You see, the Bible is not A book. Its 66 books, 27 in the New Testament and 39 in the Old Testament. Those books are given to us by God himself. Truly. But the order in which they’re put together was created by book editors and Church leaders. Not by teachers who were trying to help you understand it. That’s where I come in. I’m just a teacher. A guy who wants you to read the Bible and understand it. I believe with all my heart that Jesus is who you’re looking for, whether or not you even know you’re looking for him. I also want the Bible to make sense to you. It’s not a bunch of religious jargon. And it’s certainly not boring. Sometimes we preachers are, but the Bible isn’t.

Don’t just listen to someone on YouTube, read it for yourself.

And for those of you who are familiar with the Book, my reading plan will help you see the Bible differently than you ever have before. You’ll understand the flow of the book much better. And I’ve got the harder to understand books later in the plan, because as you understand more of the thought processes in the Bible, the books are not so hard after all.

But whether or not you want to use my plan, do yourself a favor, and read the New Testament first. Then go back and read the old. The whole book is about Jesus. I encourage you to start with reading all about Him, then go back and see how the Old Testament is preparing the world for his coming.

Then after you’ve read the New Testament, think about all it says. After you read one of the Gospels, I suggest Luke first, you’re going to have some decisions to make about Jesus. Then read the book of Acts to find out what you should do about and with Jesus. After that, I’ll leave you to read it on your own if that’s the way you want to do it. But read all the New Testament before you read the old. But just before you read the old testament, read the book of Hebrews again. I believe that Hebrews is the key to unlocking the Old Testament. It’s like a magic pill.

You might be wondering why I ask you to read Luke’s gospel first. Instead of one of the other three gospels. It’s simply because he also wrote the book of acts and it’s literally reading part one and part two of the same story. I also believe that if you read Luke, then Acts, then the Gospel of John, you’ll have a real grip on the whole Jesus message.

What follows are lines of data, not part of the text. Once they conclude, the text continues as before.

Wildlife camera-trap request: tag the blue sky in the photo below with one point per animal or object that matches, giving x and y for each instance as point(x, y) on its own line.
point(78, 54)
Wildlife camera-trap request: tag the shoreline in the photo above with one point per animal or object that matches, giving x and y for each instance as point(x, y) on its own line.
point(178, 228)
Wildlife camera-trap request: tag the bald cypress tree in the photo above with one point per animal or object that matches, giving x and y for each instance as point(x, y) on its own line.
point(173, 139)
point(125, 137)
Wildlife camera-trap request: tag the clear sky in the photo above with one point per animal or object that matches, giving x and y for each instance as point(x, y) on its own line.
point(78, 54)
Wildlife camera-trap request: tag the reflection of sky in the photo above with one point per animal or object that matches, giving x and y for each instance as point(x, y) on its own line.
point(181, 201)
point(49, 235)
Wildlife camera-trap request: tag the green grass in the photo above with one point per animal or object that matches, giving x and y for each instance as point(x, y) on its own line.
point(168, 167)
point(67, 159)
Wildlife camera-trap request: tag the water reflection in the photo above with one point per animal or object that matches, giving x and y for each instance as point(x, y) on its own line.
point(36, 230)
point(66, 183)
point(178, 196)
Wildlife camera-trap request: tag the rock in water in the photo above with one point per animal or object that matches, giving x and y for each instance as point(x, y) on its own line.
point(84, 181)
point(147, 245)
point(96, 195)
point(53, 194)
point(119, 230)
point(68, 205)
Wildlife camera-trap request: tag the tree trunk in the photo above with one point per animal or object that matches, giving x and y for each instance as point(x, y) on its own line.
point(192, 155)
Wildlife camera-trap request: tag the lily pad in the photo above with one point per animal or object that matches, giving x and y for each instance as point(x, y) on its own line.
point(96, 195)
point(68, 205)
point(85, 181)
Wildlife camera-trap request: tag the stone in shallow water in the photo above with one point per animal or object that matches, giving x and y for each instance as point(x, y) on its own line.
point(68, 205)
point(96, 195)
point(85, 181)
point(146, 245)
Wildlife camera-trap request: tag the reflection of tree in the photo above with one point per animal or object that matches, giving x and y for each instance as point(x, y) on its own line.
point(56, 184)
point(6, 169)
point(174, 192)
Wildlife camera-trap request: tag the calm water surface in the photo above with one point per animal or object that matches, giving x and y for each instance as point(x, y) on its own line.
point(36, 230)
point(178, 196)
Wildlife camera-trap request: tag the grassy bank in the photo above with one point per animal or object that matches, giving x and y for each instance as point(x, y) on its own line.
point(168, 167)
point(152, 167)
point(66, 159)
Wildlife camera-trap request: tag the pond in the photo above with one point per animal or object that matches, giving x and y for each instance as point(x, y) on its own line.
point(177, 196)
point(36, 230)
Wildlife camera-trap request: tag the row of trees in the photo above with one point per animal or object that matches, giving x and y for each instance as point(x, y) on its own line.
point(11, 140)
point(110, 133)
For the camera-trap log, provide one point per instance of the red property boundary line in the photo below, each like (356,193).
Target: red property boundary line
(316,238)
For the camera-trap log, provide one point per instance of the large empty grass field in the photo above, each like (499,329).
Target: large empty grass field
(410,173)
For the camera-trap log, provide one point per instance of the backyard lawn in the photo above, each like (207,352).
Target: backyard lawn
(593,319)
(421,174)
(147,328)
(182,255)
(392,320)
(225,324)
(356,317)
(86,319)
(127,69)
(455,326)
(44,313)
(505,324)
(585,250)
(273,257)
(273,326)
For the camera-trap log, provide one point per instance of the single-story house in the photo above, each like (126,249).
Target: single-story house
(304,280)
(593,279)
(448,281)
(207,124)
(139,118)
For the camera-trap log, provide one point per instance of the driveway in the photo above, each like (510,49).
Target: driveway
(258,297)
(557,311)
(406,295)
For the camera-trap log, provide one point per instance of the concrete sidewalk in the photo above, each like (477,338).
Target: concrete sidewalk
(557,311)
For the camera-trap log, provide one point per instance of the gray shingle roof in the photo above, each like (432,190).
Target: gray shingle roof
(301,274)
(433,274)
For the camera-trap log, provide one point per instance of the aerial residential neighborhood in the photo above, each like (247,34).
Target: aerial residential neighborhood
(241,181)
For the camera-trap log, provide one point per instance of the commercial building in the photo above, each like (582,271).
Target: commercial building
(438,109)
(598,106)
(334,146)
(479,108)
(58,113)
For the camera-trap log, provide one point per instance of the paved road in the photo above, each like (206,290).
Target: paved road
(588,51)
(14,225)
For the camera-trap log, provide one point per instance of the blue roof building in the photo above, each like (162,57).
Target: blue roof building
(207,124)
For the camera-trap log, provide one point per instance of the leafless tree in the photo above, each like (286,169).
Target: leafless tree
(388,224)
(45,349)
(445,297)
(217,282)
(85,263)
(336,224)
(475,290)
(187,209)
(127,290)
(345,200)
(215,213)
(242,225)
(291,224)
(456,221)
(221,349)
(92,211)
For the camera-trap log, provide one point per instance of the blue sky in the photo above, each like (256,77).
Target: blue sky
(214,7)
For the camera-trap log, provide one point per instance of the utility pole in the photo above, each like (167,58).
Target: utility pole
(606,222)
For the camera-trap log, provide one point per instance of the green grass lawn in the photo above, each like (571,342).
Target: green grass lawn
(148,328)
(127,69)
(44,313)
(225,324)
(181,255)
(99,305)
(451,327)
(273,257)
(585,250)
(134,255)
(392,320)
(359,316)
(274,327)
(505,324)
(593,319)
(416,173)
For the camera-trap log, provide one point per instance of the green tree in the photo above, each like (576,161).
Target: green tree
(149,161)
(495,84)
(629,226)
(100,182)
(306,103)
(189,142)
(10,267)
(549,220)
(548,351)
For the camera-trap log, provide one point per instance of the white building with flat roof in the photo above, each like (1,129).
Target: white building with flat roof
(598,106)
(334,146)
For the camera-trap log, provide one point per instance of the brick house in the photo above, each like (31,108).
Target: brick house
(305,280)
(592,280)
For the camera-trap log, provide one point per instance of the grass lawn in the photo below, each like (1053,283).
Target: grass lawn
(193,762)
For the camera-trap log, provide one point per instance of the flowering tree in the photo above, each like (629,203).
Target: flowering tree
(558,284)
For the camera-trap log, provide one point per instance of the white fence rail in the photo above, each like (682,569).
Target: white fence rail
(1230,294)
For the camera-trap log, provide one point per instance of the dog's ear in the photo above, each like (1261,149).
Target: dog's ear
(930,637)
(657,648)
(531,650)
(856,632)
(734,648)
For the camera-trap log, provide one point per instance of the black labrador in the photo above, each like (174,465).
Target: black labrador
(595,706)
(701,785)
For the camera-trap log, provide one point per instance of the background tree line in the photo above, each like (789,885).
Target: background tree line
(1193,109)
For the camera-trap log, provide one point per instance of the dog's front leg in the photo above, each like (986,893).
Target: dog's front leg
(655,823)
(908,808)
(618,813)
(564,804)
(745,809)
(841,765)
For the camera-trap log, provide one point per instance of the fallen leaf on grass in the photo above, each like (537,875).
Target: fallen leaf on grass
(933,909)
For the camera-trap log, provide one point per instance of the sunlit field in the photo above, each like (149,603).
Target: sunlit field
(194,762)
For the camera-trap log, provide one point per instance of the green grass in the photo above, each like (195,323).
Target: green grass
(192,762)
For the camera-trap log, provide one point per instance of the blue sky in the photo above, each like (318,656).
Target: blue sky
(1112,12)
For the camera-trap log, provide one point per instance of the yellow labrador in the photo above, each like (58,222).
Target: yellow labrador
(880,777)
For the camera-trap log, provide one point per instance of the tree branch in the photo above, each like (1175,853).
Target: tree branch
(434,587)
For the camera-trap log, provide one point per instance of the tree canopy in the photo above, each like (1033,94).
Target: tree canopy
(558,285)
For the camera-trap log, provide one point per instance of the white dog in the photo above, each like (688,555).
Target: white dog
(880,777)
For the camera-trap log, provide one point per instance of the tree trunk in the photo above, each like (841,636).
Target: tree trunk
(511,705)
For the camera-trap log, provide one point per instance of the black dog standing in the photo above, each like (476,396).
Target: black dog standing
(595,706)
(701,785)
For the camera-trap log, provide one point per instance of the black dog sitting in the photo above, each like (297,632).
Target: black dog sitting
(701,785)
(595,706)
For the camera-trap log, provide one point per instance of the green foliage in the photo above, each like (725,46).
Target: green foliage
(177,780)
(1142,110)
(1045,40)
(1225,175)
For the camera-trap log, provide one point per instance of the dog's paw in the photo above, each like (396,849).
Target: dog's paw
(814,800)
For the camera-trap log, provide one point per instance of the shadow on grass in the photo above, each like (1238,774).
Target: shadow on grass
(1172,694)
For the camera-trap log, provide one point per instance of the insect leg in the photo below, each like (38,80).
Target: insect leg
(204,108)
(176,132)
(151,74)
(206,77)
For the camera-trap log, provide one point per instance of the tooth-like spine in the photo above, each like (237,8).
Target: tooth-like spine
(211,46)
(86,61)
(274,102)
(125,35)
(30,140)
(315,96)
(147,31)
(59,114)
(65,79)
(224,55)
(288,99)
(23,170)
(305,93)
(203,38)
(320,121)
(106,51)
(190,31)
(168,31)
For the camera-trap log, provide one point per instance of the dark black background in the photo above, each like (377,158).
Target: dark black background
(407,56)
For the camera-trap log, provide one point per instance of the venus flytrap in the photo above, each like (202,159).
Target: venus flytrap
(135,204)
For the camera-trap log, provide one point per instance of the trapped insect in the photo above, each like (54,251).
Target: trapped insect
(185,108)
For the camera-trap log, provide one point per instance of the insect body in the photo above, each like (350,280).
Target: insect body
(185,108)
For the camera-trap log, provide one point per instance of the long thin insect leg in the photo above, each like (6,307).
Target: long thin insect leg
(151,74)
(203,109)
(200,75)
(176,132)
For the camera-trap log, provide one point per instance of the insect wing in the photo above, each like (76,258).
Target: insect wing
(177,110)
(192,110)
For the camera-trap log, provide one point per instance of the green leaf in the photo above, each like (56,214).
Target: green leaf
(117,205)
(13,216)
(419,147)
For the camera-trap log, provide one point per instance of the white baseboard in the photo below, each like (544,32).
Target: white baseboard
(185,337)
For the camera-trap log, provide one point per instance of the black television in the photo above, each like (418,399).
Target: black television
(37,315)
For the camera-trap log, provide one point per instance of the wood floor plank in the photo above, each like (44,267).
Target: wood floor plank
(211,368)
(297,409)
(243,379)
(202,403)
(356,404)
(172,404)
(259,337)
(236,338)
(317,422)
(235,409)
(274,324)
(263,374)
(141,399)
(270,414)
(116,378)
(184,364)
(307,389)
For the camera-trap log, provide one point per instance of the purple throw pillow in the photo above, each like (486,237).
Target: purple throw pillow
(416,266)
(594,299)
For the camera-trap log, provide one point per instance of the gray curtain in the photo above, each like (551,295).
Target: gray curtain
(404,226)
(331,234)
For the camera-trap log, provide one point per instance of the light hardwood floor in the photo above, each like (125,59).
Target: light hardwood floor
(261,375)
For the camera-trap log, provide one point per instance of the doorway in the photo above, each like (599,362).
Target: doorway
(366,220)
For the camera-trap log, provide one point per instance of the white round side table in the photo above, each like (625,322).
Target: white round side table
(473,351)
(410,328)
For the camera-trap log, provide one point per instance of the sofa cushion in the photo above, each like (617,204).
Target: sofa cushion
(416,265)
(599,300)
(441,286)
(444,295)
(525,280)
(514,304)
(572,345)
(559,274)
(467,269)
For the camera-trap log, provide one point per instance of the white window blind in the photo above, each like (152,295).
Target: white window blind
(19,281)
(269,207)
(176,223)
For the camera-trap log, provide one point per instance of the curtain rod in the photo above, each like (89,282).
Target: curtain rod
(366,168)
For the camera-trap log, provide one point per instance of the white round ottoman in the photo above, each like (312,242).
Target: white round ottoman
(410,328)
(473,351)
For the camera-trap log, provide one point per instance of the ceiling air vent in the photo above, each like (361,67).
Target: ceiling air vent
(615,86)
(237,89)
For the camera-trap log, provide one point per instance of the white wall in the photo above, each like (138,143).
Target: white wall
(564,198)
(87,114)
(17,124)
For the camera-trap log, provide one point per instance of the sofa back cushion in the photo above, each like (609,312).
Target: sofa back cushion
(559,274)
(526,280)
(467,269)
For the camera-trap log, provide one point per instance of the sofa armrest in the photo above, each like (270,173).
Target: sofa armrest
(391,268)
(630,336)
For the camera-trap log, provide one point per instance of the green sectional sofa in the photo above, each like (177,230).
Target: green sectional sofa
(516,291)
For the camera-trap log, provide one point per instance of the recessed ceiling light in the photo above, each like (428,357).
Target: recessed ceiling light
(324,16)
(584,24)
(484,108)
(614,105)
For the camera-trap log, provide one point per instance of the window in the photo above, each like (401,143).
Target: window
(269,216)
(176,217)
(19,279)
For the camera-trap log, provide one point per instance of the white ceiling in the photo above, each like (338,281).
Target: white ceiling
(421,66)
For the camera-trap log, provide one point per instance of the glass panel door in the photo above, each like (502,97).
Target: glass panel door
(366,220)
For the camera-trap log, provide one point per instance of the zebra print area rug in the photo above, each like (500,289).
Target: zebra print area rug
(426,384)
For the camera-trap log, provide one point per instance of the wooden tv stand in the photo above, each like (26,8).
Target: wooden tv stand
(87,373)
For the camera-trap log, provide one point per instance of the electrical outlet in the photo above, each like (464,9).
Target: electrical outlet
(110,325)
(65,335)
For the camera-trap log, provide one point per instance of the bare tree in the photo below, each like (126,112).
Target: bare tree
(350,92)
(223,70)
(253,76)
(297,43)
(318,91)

When you first start reading the New Testament, you’re going to be surprised at how short the books are. And you’re going to scratch your head at the Chapter and verse divisions. Especially the chapters. Keep in mind, those are not original. The chapter divisions came in the 1200s and the verses in the 1500s. They were to help with memorizing passages and in knowing where you left off reading from the last time you read. They’re not perfect, but they are helpful.

Each book was written for a specific reason. Maybe to answer some questions. Maybe to straighten out some misunderstanding. When the author was finished with that, the book was done. For example, the Gospels are not biographies of Jesus. Even all together they’re not a biography of Jesus. They are memories of Jesus. Kind of like at a family or class reunion, when everyone is telling stories. Sometimes, their not even chronological. That’s true with Matthew and Mark. They are sharing their stories and are not particularly concerned about chronology. Luke is very orderly, so he pays a lot of attention to things like chronology. So does John. But John and Mark don’t say a word about Jesus’ Birth or childhood. Because they are not biographies. Matthew is trying to show that Jesus is the Messiah the Jews had been waiting for. He’s the King of the Jews. Mark’s Book has a verse in chapter 10, verse 45 that says, the son of man did not come to be serve, but to serve, and give his life as a ransom for many. And that seems to describe the book. The first part is huge on Jesus serving and healing people. Then he gives his life as a sacrifice for the human race. Luke’s book could be called, The son of man. That phrase is used many times in the Gospel. It shows that Jesus is a fulfillment of prophesies, and the gospel deals with the human race. Our problems. Our crises, our need for God’s intervention. And John’s gospel is clearly to prove that Jesus is both God and Man. He states that in the very first verse and each story clearly establishes one side or the other of Jesus’ dual nature.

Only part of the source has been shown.